That's the best way. You can get an idea by looking at the pack volume. One liter/61 cubic inches = 2lbs of water. If a 2400 ci pack weighs less than about 80 lbs it will float.


----------



## forluvofsmoke (Jan 27, 2012)

swjohnsey said:


> That's the best way. You can get an idea by looking at the pack volume. One liter/61 cubic inches = 2lbs of water. If a 2400 ci pack weighs less than about 80 lbs it will float.


...only if it's air/water-tight...very few packs will be, and once they start taking on water, they will submerge, unless the items in the pack are inside air/water-tight containers which have an overall density that is lower than water, including the weight of the empty pack.

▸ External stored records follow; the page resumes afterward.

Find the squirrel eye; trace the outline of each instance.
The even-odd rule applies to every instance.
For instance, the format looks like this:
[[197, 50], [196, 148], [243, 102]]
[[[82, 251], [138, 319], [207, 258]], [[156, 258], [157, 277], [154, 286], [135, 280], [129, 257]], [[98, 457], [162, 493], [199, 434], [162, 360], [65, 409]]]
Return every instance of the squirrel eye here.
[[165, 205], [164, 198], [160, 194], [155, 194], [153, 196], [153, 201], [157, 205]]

Your math is off a bit, but here's what I came up with: a liter is 33.82 oz, and 1 gallon (128oz) of city water = 8.328lbs. 128 / 33.82 = 3.7847 (liters per gal), therefore a liter of water weighs 2.2lbs [8.328 / 3.7847]. A 2400 ci pack weighing 86.55lb would be equal to the density of water...but yeah, an 80lb pack @ 2400 ci would float.


----------



## cowboyhermit (Nov 10, 2012)

So like they said if it is *less than 80lbs* it will float
The op said he uses dry bags, that is standard on canoe trips and they work well, other waterproof containers are great if you have the space.


----------